Wednesday, January 17, 2007

Building a Bridge

I recently read an interesting book titled “Building a Bridge” written by Fr. Ari C. Dy S.J. a Chinese -Filipino priest. The book is Fr. Dy’s masteral thesis covering the history of the Chinese apostolate in the Philippines, Chinese Christology, grace in Chinese Buddhism, and the communion of saints as a theological basis for ancestor veneration. There are also homilies with Chinese themes and some pastoral suggestions for integrating Chinese customs with Catholic life and practice. I am posting excerpts from the book.

Christology in the Chinese Context
Past Experiments
Nestorian Christians arrived in China c. 632 C.E.
The Franciscan John of Montecorvino arrived in 1294 during the Yuan dynasty (1280-1368) and was quite successful in his missionary work. In 1368, the establishment of the Ming dynasty, all foreign elements allowed by the Yuan dynasty was expelled from China. Both Nestorianism and Catholicism disappeared. In 1582 the Jesuits arrived. The Jesuit mission to China is well documented, unlike the Nestorian and the Franciscan missions.

The Buddhist Christ of the Nestorians.
The Nestorian missionary Alopen reformulated Christian soteriology within Buddhist worldview. A “Buddhist Christology” was modeled on the story of Avalokitesvara, a male bodhisattva who took on female form and became known to the Chinese as Guan Yin, the goddess of mercy. The incarnation was explained along this line, and it is an example of cultural intertext at work. Jesus is like a bodhisattva in his mission to save others.
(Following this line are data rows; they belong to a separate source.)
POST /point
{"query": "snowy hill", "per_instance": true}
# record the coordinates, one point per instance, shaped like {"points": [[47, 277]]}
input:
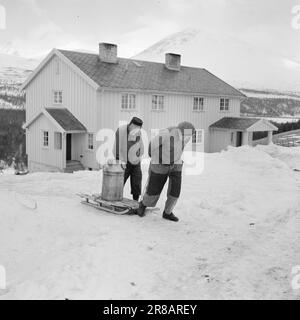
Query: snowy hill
{"points": [[239, 61], [13, 72], [272, 103], [238, 235]]}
Matteo Ricci’s “Lord of the Heaven”

Ricci, who labored in China from 1582-1610, first presented Christ as a teacher and performer of miracles. The miracles indicated his divinity. Ricci compared Christ to China’s great teacher, Confucius (another intertext), but insisted that Christ was greater than any king or teacher. Hoping that the Chinese would see and understand Christ not as a foreigner but someone already “mysteriously present in the noble Chinese civilization,” Ricci’s method had Christ as the conclusion rather than the starting point.

Giulio Aleni
Aleni belongs to the generation of missionaries that came after Matteo Ricci. Aleni presented the mystery of Christ in a doctrinally straight forward way, using a Trinitarian and biblical perspective. He linked the incarnation to the mystery of redemption, saying that the incarnation is not simply the self revelation of God’s power and glory but the working of God’s salvific plan for humanity. The human person is being redeemed from sin by the passion, death and resurrection of Jesus.
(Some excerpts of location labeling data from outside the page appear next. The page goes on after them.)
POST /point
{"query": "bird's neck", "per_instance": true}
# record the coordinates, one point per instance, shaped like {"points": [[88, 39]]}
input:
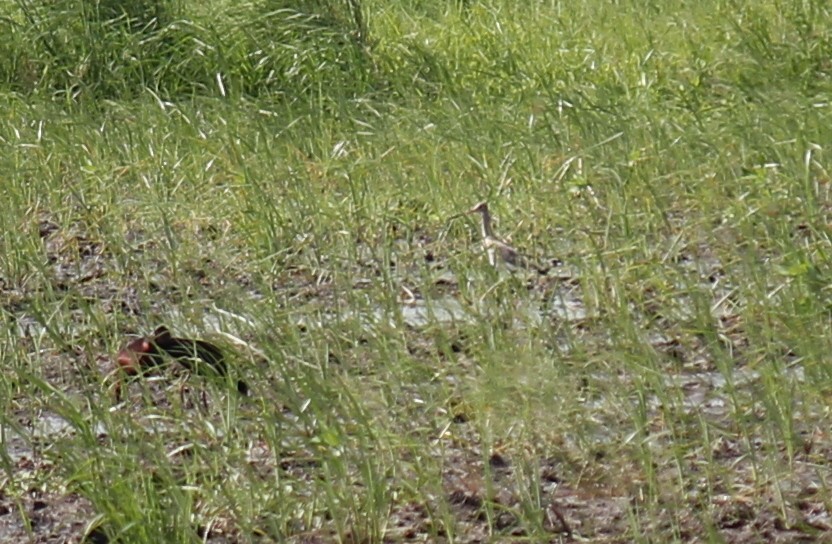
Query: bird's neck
{"points": [[486, 225]]}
Asked why God had to suffer, Aleni alluded to an ancient Chinese legend. Cheng Tang, the first emperor of the Shang dynasty (1766-1753 BCE), was known for his wisdom and virtue. During his reign, the country suffered a terrible famine due to a prolonged drought. The people became convinced that Heaven or God was angry and could only be appeased by a human sacrifice. Cheng Tang offered himself as the human sacrifice. After fasting and cutting his hair, he sat by a mulberry grove, confessed his sins and offered himself as the victim to God.
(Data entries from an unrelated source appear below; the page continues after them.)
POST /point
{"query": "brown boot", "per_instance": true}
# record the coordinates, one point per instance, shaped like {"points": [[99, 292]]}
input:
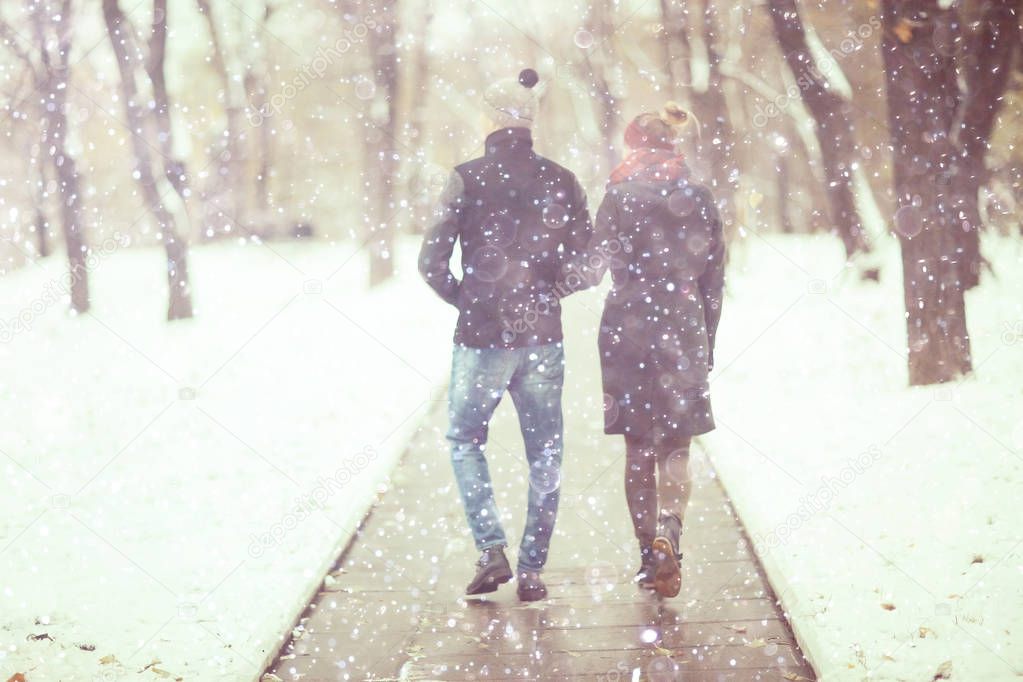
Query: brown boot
{"points": [[667, 570]]}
To pray and intercede for the people was part of the emperor’s duties as the Son of Heaven. The Chinese believed in the semi-divinity of the emperor such that only the emperor could make the annual sacrifice to heaven. Aleni used this idea to state that Cheng Tang prefigured Jesus Christ, who offered himself to the Lord of the heaven to save humankind. We see here the Christological satisfaction and ransom theories at work and also the Christian idea of embracing suffering to express virtue and love.

Like Ricci, Aleni also compared Jesus to the wisdom figures in Chinese culture. But unlike Ricci, Aleni focused on Confucius’ belief in a Lord of Heaven, Aleni shifted his focus to the mystery of the incarnation and redemption in Jesus, all the while affirming Jesus’ superiority over Chinese Philosophers.

Aleni’s contribution is in providing Chinese Christians with the tools necessary to develop a personal relationship with Jesus Christ.. He passed on his devotions to the eucharist and to the passion and helped people to center their lives on the person of Jesus. By doing this, Aleni was laying the “conditions of possibility” for the Chinese to do their own theological reflection.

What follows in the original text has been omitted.